Я не знаю, что будет завтра или послезавтра в империи террора, претендующей на гуманизацию, но как бы то ни было, я убежден, что Эминеску соберет всех преступников на передовой, что мы избрать его во главе умной Бессарабии в проводники в Национально-освободительном движении, направляя нас, как вернуть наши украденные права - право на румынский язык и латинский алфавит, на идентичность и этническое единство. И поскольку я ношу в себе травмы официальной лжи, связанной с самоидентификацией советских молдаван, и видя, как беззастенчиво так называемые ученые и «благотворители» клевещут на нашу страну и национальных героев, фальсифицируя всю нашу историю, я чувствую себя обязанным свидетельствую на будущее: интеллектуальный послевоенный бессарабец, тот, в котором я формировался вне зависимости от поколения, вышел и возник из языка, чувства и мышления Эминеску.

Любой представительный писатель или поэт, ценный журналист или публицист, любой подлинный ученый, культурный деятель, художник, кинорежиссер, педагог или учитель засвидетельствует, как я: дело, которое связало его с родиной, с домом, с его народом и дало ему . Крылья для полета были, прежде всего, делом рук Эминеску. Бессарабские интеллектуалы стали, сознательно или бессознательно, миссионерами языка, поэзии и видения румынского единства Эминеску, умножая в своем творчестве искры, собранные от Лучафара, и донося их в самых разных формах до домов и душ молдаван. Там, где проросли семена, разбросанные интеллигенцией, у них было лицо румынского языка и Румынии.

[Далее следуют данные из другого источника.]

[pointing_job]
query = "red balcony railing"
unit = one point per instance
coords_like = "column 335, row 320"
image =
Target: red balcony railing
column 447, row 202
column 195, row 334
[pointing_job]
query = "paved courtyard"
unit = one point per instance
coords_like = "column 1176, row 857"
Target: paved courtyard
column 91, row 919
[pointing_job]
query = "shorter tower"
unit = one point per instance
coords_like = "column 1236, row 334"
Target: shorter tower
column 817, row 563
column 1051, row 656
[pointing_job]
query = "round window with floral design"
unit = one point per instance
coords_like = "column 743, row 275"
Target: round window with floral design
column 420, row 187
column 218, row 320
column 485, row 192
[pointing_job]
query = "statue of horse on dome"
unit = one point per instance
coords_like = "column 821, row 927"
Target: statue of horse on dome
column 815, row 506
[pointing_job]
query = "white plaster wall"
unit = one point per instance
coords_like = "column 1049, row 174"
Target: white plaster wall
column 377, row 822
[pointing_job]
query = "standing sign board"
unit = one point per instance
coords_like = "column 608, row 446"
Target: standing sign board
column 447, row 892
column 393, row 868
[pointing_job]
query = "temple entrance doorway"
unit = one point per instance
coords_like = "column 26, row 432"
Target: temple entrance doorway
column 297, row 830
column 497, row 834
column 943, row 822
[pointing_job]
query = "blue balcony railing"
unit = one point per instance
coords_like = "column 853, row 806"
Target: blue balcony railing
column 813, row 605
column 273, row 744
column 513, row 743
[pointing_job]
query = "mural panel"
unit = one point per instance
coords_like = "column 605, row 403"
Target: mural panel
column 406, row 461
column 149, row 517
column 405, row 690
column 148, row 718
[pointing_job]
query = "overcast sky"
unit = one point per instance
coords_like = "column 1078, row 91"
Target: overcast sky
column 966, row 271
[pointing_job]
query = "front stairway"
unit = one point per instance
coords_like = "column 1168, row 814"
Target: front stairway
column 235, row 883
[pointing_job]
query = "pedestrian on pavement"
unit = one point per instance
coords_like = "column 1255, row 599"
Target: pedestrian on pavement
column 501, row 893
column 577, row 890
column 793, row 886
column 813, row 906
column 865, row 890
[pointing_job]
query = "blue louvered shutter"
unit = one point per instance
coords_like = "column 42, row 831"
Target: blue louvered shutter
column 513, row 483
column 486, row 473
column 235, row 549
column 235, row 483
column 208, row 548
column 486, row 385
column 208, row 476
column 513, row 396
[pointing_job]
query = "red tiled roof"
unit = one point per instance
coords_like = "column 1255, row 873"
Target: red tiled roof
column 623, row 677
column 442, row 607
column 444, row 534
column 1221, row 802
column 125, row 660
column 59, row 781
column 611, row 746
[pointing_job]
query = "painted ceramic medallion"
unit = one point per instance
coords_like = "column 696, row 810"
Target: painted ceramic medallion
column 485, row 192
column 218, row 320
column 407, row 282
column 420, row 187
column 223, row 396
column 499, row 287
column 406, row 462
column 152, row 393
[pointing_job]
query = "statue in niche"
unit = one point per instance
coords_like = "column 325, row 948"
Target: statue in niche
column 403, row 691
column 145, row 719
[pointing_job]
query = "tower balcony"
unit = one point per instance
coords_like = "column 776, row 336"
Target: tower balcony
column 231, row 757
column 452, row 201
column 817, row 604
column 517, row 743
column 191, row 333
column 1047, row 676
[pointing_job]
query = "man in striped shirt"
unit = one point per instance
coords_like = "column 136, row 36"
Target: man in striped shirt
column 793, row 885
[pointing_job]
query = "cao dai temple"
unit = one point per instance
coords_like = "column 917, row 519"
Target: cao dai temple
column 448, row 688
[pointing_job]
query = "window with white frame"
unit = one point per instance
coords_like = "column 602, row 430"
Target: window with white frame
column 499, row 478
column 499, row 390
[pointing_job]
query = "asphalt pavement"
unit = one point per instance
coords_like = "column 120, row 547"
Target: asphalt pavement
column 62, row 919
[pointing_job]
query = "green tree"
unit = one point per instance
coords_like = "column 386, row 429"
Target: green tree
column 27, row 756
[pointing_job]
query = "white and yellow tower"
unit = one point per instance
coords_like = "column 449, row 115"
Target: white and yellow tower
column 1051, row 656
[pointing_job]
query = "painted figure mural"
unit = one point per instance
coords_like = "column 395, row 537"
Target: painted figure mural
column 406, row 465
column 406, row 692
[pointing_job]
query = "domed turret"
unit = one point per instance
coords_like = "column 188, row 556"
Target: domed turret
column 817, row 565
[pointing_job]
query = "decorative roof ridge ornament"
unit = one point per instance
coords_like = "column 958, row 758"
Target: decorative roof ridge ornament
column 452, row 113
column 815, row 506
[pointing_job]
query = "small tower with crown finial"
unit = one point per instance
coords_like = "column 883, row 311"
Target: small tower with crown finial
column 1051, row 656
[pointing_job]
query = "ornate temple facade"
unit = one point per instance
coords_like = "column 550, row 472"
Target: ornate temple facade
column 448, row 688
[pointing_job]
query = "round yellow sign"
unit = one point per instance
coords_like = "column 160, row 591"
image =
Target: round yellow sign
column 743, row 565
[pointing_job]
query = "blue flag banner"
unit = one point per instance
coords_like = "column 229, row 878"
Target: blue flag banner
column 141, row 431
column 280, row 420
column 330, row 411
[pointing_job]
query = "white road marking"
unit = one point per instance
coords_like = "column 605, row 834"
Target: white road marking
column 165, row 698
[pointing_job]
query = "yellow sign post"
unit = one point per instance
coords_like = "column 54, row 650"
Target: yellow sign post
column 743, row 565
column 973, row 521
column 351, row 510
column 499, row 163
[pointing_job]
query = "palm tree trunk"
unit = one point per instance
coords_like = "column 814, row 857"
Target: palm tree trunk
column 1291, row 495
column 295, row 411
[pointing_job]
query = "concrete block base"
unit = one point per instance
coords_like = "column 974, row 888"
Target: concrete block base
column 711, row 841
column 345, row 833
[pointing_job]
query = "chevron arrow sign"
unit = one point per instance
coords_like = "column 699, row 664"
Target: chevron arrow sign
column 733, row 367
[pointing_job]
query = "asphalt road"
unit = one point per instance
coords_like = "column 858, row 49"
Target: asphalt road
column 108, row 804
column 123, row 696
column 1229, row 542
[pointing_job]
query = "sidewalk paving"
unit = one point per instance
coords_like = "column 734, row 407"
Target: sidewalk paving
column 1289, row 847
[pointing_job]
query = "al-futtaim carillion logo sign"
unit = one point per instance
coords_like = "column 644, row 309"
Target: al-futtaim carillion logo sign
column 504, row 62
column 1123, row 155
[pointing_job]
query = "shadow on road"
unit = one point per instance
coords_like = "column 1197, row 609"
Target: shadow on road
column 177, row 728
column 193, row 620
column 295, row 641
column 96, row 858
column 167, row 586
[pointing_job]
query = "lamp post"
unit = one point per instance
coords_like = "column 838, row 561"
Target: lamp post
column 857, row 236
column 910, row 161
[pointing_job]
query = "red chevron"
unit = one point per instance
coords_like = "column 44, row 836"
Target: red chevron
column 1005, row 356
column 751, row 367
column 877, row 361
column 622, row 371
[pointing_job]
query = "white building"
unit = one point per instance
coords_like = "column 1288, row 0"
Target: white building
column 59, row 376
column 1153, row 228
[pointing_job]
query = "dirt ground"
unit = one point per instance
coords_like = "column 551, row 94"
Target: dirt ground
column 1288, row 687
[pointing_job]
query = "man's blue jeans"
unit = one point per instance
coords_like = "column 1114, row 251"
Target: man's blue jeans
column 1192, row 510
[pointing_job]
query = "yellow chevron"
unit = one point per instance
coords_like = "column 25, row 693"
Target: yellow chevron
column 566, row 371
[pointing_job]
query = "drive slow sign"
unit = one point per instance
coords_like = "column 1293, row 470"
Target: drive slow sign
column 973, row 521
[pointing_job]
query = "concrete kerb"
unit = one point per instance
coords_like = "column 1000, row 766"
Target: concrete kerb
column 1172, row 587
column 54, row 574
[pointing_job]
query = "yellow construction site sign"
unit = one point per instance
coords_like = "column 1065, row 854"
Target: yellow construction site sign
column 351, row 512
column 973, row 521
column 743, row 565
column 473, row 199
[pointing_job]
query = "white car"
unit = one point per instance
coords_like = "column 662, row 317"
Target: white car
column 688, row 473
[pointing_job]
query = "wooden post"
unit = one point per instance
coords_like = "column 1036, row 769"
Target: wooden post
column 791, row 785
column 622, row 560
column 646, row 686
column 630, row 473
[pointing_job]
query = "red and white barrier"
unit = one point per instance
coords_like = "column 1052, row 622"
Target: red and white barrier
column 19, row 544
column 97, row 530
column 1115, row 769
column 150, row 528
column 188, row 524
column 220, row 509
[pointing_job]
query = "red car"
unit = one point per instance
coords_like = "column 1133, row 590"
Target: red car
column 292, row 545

Я знал, что Советский Союз не мог депортировать и даже истребить, но в равной степени

(Эпизод из книги "По Днестру, к родникам", июль 1987 г.)

„Podul” este o publicație independentă, axată pe lupta anticorupție, apărarea statului de drept, promovarea valorilor europene și euroatlantice, dezvăluirea cârdășiilor economico-financiare transpartinice. Nu avem preferințe politice și nici nu suntem conectați financiar cu grupuri de interese ilegitime. Niciun text publicat pe site-ul nostru nu se supune altor rigori editoriale, cu excepția celor din Codul deontologic al jurnalistului. Ne puteți sprijini în demersurile noastre jurnalistice oneste printr-o contribuție financiară în contul nostru Patreon care poate fi accesat AICI.